|Ph.D Student||Alon Dourban|
|Subject||Managing Products with a Mean Reverting Price Process|
|Department||Department of Industrial Engineering and Management||Supervisor||Dr. Yedidsion Liron|
|Full Thesis text|
This research studies inventory control optimization problems with a stochastic mean reverting purchasing price process. These kind of problems are closely related to the management of commodity based inventory systems, as many studies show that mean reversion dynamic is often detected in the price process of various kinds of commodities. Organizations that use commodities as raw material in their production process, plan the purchasing of the commodity in accordance to their business needs and logistic constraints.

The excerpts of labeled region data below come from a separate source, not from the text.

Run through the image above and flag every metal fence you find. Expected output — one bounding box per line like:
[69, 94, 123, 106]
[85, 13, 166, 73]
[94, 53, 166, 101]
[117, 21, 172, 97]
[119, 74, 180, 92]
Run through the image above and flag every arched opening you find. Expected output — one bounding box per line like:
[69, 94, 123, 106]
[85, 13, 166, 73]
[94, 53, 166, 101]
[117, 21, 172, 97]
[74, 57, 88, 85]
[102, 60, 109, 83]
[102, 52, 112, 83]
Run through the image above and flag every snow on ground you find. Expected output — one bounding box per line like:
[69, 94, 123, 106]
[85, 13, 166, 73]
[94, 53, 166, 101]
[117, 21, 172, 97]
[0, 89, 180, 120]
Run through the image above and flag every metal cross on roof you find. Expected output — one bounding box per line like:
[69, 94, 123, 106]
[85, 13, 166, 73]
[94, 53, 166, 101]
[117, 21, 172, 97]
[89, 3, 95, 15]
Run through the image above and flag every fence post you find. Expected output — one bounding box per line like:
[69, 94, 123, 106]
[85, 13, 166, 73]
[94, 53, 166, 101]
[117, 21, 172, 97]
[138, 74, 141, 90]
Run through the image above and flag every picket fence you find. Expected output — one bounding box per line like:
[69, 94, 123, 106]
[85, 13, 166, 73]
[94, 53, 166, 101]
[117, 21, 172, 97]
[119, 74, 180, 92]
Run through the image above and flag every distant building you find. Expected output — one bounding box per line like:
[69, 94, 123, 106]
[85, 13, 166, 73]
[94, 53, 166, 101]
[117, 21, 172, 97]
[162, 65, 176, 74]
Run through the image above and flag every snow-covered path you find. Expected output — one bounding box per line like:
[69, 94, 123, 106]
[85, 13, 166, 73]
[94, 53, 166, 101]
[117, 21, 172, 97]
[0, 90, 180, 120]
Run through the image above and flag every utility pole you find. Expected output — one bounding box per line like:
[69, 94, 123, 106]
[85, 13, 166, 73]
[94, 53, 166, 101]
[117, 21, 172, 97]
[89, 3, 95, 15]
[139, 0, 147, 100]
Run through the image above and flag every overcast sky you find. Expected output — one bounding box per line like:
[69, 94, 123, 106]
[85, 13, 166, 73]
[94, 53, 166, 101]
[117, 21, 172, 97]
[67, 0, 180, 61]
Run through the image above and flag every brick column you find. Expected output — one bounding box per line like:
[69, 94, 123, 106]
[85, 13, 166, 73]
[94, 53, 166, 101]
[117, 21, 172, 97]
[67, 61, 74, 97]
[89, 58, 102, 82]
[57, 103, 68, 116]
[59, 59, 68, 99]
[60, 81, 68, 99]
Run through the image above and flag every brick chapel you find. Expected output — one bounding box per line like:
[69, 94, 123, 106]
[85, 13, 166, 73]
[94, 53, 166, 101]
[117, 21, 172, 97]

In addition, when dealing with commodities it is also essential to take into account its fluctuating price. Hence, the inventory control policy of commodities presents a problem that combines logistic aspects with the price randomness aspect. In this research, we develop optimal policies for this kind of problems. We present a multi period model in which there is known deterministic periodic demand, and our goal is to minimize the expected total cost of the system. Under this model, two types of problems are studied: the first problem is the capacitated purchasing problem in which there is a capacity to the number of items that can be purchased in each period; the second is a lot sizing problem where a fixed setup cost is paid at each period in which at least one order is placed. These problems capture business scenarios where the purchasing of items can be done frequently, subject to the fluctuating price, but the purchased items are aggregated to a more rarely scheduled periodic shipments. We show that the optimal polices are based on a set of threshold functions that define the respective price level over time under which it is optimal to purchase an item with respect to the state of the inventory system. The characteristics of the thresholds are analyzed with respect to time, inventory level, and setup cost or capacity, for each of the respective problems. This provides important properties and insights, some of which may seem counter intuitive; however, the logic behind them is clarified with proofs and discussion.